One issue that Mr. Joseph shared with the Task Force as a direct link to health disparities among American Indians and Alaska Natives – generational and historical trauma. Isolation and abrupt changes brought on by the pandemic caused a rise in substance abuse and increase in behavioral and mental health issues.
“There isn’t one American Indian or Alaska Native who hasn’t been impacted by residential or boarding schools or alcoholism. The beginning of the healing process for this country is to admit they did wrong which means the federal government living up to its trust responsibility and providing funding for mental, behavioral, and substance abuse services especially during the pandemic. Our people need to have equal access to care and not be subjected to the stigma that so many are. We still know the stigma around Native people and alcoholism exists and some providers still carry that prejudice. These are all examples I shared with the Task Force and recommendations that we put forth,” said Joseph.

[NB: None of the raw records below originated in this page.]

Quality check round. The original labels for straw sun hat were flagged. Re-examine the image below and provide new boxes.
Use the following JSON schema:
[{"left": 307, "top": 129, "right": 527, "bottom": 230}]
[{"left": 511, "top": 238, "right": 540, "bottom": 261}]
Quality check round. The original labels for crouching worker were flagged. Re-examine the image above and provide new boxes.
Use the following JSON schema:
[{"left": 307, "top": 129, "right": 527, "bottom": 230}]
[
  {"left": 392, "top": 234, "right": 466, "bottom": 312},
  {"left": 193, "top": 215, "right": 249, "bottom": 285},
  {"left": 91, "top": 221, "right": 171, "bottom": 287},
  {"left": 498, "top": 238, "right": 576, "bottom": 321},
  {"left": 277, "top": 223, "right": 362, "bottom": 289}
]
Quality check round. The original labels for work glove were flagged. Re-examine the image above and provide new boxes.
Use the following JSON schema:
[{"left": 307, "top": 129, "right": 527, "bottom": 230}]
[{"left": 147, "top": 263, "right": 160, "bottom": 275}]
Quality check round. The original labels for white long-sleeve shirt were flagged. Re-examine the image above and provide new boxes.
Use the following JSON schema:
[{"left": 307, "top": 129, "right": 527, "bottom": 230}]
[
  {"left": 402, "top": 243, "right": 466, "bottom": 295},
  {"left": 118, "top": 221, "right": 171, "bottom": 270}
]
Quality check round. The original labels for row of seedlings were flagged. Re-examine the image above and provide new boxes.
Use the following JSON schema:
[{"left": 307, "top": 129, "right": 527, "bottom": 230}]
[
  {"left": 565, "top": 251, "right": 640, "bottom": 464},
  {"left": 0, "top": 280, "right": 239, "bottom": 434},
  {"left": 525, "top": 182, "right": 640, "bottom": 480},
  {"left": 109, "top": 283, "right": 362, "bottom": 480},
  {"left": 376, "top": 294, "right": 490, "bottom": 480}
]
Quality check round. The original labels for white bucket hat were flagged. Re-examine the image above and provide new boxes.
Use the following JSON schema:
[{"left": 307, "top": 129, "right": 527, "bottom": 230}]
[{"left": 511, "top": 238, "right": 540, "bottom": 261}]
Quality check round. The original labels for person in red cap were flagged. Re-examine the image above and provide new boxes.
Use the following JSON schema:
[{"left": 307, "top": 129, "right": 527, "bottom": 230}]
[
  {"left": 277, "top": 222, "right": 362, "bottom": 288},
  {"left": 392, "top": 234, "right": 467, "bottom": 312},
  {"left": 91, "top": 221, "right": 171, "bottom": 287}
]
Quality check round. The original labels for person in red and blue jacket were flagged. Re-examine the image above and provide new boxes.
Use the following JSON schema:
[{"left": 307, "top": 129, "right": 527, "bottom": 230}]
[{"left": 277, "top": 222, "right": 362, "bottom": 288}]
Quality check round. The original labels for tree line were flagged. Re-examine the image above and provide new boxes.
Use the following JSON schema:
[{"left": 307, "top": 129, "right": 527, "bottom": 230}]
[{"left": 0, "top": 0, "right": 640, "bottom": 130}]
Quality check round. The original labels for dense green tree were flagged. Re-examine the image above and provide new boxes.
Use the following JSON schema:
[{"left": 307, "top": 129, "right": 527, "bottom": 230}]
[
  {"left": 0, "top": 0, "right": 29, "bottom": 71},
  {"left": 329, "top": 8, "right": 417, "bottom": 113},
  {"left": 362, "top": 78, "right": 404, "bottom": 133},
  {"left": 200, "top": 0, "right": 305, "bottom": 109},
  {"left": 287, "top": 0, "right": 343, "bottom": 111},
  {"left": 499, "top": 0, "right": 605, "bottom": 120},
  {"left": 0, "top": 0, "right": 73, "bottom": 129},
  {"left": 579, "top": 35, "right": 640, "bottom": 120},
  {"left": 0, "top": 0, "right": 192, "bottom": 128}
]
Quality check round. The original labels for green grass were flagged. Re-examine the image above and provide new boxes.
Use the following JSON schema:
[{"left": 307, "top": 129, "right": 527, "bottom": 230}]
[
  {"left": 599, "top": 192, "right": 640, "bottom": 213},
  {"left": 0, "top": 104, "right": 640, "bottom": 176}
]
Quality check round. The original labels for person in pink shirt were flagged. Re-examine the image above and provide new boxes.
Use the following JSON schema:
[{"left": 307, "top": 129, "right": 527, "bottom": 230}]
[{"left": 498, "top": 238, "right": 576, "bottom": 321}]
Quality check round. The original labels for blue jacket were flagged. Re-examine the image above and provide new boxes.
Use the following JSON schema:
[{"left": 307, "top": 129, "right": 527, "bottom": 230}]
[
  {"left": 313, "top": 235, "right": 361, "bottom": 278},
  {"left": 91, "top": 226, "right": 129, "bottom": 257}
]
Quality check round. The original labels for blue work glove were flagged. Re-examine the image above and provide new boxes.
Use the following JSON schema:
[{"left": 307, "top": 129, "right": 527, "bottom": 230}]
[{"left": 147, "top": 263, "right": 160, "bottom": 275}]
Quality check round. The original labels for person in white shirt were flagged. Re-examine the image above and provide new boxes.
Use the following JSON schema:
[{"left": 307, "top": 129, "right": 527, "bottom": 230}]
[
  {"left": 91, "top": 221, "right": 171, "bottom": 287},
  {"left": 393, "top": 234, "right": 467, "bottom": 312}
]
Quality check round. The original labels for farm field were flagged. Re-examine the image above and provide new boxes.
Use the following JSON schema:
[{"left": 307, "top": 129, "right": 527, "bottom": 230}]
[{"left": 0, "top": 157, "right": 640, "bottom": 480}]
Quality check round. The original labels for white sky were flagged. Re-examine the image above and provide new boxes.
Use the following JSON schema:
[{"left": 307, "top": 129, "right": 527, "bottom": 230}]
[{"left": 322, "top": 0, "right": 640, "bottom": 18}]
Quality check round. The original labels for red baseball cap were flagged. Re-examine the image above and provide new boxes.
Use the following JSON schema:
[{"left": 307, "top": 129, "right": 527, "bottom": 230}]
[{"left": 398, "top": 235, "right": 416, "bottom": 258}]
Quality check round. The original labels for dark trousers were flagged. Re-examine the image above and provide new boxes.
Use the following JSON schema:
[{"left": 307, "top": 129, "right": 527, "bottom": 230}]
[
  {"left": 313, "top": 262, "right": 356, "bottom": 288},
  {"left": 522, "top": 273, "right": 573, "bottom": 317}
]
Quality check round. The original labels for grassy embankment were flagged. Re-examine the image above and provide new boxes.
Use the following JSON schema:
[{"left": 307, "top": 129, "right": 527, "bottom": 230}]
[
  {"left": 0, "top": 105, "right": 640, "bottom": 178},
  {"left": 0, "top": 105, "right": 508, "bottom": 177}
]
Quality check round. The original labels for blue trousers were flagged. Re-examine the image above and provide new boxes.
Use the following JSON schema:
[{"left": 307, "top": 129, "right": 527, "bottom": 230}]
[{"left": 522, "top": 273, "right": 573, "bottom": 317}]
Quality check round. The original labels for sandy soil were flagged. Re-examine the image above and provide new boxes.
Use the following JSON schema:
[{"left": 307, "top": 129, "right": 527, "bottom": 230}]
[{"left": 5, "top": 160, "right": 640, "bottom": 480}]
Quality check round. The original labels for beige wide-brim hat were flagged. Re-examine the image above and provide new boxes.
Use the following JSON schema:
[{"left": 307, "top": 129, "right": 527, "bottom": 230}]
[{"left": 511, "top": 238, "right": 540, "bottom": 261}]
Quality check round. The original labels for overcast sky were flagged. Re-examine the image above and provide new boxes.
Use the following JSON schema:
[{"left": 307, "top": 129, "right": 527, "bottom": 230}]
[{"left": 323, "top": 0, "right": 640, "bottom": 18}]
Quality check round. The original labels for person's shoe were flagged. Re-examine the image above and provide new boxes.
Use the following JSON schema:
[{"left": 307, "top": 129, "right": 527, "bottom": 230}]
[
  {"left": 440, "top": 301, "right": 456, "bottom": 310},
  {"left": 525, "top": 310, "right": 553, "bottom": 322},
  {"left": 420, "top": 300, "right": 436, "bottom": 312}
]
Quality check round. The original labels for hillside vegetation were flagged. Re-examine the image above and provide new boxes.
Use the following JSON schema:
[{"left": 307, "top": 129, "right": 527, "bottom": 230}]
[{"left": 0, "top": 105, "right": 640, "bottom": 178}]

As for the COVID vaccine, Dr. Nunez-Smith said the Task Force fully understands that the federal government has not always been trustworthy and American Indians and Alaska Natives have a rational reason to be hesitant, but partnerships are key to reaching those populations that may still have concerns.
“Thank you, NIHB, for your leadership. It’s important to have these partnerships to make sure that the messages resonate and acknowledge these hard truths and are delivered by messengers who have the best interest of Tribes at heart,” said Dr. Nunez-Smith.